Aku mulai merasakan hal-hal yang tidak biasa pada diriku seiring berjalannya waktu. Aku mulai merasakan desiran aneh ketika berada di dekatnya. Aku mulai merasa hidup ketika melihat senyumnya. Sebaliknya, aku merasa kegelisahan hebat ketika aku tak berada didekatnya. Kegelisahan itu membuatku terserang insomnia, setiap malam menantikan pagi datang untuk bertemu dengannya di sekolah.
Aku terus menerus bertanya perasaan apakah itu. Hingga akhirnya aku sadar bahwa aku jatuh cinta pada Dewi, gadis yang duduk bersisian dalam bangku yang sama, gadis dengan senyuman manis itu. Ingin rasanya aku mengatakan perasaanku padanya. Namun mengungkapkan itu bukan sesuatu perkara yang mudah. Dewi begitu dekat denganku, aku khawatir jika mengungkapkan perasaan itu bisa membuat hubungan dekat kami menjadi berantakan. Bahkan aku takut jika kuungkapkan padanya, Dewi justru akan menjauh dan menghindariku. Pada akhirnya kuputuskan untuk memendam perasaan cintaku terhadap Dewi dan hanya puas dengan hubungan persahabatan kami.
*
Waktu terus berlalu hingga sekarang kami berdua telah lulus SMA, aku dan Dewi telah menjadi mahasiswa. Kami kuliah di universitas yang berbeda, tapi tetap di dalam satu kota yang sama. Di mataku Dewi tumbuh menjadi sosok wanita yang sangat cantik. Dengan potongan rambut sebahunya yang lurus, dikombinasi bola mata bulat, pipi tembem yang seakan ingin menyembunyikan hidung kecilnya, dan senyum yang sangat menawan, membuat dadaku berdegup kencang ketika aku memandangnya.
Mungkin saat itu banyak lelaki mulai berusaha mendapatkan perhatian Dewi. Ia seperti bunga mawar yang dikerumuni kumbang. Aku sadar adanya kemungkinan tersebut dan itulah yang paling aku takuti, suatu hari seorang lelaki berhasil mendekati Dewi dan kemudian mereka mereka memutuskan menjadi sepasang kekasih. Namun di sisi lain aku masih saja takut mengutarakan cintaku karena pikiran tentang kemungkinan-kemungkinan yang akan terjadi. Aku masih saja membuat berbagai alasan dengan berbagai kemungkinan itu. Semakin lama semakin membuatku tidak tenang. Hingga suatu saat keberanian itu datang begitu saja.
Hari itu, tahun kedua kuliah kami, sekitar awal bulan lima, aku mengajak Dewi bertemu di sebuah kedai makan Kami memang cukup lama tidak bertemu, kebetulan hari itu adalah hari kelahiranku. Kedai itu terletak sedikit ke tengah kota, dekat dengan perempatan yang cukup besar. Saat itu aku datang terlebih dahulu dan mengambil tempat duduk yang dekat dengan jendela tapi mudah terlihat dari pintu masuk. Terdengar suara musik dari seorang penyanyi terkenal mengalun menyelimuti suasana tenang kafe itu. Tak berapa lama sapaan lembut terdengar di telingaku. Sapaan berasal dari suara yang sangat kukenal, suara lembut yang lama tak kudengar dan sangat kurindukan.
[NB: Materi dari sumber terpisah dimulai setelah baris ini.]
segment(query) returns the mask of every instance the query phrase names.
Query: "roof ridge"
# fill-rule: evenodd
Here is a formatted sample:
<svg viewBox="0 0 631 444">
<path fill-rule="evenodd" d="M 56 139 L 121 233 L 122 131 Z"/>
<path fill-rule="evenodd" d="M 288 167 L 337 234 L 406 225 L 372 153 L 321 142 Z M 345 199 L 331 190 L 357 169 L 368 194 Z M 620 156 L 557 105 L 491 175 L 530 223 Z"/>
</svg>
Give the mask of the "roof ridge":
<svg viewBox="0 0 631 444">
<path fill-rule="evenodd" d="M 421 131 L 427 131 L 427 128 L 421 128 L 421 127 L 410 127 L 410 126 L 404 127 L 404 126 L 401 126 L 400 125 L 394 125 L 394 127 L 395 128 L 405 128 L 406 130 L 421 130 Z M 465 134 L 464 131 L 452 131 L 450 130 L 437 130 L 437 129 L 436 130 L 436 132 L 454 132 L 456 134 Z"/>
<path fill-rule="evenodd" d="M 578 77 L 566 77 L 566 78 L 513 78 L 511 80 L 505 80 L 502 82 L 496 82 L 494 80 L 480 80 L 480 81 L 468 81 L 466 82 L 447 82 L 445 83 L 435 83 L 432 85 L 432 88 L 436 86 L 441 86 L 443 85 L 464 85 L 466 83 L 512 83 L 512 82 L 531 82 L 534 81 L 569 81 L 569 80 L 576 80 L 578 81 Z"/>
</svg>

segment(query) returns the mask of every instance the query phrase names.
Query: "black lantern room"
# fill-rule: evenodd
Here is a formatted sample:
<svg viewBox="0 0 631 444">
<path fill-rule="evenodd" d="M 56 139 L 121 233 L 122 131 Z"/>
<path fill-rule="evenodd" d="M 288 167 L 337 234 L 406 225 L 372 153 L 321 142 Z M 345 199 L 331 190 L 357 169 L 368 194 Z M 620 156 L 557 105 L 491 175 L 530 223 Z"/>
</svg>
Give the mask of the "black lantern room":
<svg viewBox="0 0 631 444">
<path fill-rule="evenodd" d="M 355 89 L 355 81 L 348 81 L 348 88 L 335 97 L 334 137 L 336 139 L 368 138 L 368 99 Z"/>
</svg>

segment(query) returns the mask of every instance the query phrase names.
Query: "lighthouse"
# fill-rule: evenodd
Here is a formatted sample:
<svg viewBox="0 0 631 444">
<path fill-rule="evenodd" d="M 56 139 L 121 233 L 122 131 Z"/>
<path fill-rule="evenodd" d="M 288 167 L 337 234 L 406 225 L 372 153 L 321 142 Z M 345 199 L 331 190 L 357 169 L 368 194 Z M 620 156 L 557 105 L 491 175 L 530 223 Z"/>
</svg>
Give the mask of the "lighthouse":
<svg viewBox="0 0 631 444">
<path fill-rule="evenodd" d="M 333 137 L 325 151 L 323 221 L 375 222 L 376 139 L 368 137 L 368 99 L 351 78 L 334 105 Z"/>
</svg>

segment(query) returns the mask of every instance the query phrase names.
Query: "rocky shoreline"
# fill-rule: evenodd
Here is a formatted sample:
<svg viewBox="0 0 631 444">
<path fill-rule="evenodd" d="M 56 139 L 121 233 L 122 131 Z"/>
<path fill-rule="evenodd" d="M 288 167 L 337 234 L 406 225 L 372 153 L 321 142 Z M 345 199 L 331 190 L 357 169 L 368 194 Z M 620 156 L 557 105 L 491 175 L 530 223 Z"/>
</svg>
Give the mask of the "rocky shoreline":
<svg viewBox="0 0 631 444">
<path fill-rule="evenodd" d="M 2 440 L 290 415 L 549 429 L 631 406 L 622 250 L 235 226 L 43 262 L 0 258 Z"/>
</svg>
“Hai, apa kabar?? selamat ulang tahun yah”

Aku ke melihat sumber suara, disana berdiri Dewi dengan senyuman manisnya yang sangat kukenal, mengulurkan tangan mengajak bersalaman. Dia memakai setelan bermotif kotak dengan celana jeans berwarna biru. Dipadukan dengan rambut sebahunya, tampak tomboy tetapi juga begitu cantik.
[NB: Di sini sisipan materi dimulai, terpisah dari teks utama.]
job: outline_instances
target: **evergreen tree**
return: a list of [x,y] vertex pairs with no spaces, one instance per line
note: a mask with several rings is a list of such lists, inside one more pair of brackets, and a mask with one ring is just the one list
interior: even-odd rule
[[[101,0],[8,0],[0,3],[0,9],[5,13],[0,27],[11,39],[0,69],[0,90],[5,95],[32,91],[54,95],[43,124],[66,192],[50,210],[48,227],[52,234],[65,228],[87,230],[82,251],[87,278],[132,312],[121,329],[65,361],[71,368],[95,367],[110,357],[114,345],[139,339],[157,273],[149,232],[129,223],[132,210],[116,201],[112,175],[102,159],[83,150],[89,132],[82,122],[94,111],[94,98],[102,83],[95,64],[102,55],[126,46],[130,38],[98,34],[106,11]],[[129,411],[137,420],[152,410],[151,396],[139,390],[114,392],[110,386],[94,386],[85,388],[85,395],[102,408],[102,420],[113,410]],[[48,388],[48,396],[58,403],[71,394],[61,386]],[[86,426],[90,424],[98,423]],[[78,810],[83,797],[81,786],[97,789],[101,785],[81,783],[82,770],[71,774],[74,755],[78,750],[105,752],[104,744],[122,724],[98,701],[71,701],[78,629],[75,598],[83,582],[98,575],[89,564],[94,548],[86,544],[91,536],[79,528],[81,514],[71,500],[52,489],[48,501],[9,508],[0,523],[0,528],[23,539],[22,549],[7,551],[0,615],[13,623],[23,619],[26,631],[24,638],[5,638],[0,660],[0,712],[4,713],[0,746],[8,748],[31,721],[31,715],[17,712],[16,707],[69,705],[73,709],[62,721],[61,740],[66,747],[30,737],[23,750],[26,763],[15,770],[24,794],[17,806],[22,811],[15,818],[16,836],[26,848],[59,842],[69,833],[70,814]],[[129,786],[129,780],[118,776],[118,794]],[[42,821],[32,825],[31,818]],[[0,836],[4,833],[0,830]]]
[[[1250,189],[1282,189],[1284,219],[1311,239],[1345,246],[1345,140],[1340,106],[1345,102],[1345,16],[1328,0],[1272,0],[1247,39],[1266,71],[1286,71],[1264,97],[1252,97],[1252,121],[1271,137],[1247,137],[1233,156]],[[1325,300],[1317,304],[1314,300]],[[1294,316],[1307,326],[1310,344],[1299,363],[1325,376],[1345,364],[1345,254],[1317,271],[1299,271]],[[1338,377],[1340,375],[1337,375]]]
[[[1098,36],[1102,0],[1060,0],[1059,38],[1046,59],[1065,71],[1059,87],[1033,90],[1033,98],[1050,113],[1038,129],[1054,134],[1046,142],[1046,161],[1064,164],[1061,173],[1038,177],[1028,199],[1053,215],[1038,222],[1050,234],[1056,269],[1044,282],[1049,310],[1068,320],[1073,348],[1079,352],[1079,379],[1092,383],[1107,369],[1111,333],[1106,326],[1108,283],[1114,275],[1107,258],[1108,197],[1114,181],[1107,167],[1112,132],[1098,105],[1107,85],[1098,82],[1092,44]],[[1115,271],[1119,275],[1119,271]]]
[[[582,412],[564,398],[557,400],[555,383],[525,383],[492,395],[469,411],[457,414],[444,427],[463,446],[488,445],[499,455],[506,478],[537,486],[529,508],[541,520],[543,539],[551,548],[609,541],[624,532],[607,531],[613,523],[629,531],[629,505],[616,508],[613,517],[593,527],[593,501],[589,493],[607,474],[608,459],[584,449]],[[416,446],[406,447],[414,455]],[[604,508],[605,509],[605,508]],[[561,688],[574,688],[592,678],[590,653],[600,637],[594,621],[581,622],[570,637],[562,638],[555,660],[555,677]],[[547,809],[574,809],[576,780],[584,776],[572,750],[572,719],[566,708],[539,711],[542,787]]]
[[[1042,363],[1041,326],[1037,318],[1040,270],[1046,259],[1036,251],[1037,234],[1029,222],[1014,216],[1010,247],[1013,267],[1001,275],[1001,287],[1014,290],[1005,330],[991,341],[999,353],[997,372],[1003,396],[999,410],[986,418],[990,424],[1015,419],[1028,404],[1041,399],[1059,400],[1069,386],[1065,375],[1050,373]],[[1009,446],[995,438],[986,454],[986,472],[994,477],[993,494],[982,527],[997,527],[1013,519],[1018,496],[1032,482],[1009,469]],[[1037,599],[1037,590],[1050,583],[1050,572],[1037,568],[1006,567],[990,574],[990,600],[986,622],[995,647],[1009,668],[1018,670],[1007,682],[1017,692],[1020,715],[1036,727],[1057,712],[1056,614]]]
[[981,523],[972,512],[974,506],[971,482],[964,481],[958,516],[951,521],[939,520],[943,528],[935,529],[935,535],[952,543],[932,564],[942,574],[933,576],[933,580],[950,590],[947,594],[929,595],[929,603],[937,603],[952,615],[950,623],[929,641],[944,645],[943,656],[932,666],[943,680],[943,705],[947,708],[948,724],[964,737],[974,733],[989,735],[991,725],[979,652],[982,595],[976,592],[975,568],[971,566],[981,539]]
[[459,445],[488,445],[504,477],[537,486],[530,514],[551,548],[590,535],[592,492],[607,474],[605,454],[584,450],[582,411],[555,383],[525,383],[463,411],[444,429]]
“Te… Terima Kasih,” jawabku tergagap, langsung kubalas senyuman dan uluran tangannya.

Kupersilahkan Dewi untuk duduk. Kami berbicara lama saat itu, mulai hal remeh-temeh, persoalan berat, sampai mengenang masa-masa indah SMA kami. Hingga tak terasa waktu berlalu begitu saja. Tiba-tiba pembicaraan kami mengarah hal-hal yang romantis. Saat itu suasana juga sedang mendukung pembicaraan kami, karena alunan lagu yang diputar di kedai itu berubah syahdu. Saat itu aku melihat kesempatan untuk mengutarakan cintaku pada Dewi. Aku masih ragu tapi keberanian itu datang tiba-tiba. Masa bodoh dengan apa yang terjadi setelahnya, pikirku saat itu. Kuputuskan untuk memberitahukan tentang cintaku pada Dewi.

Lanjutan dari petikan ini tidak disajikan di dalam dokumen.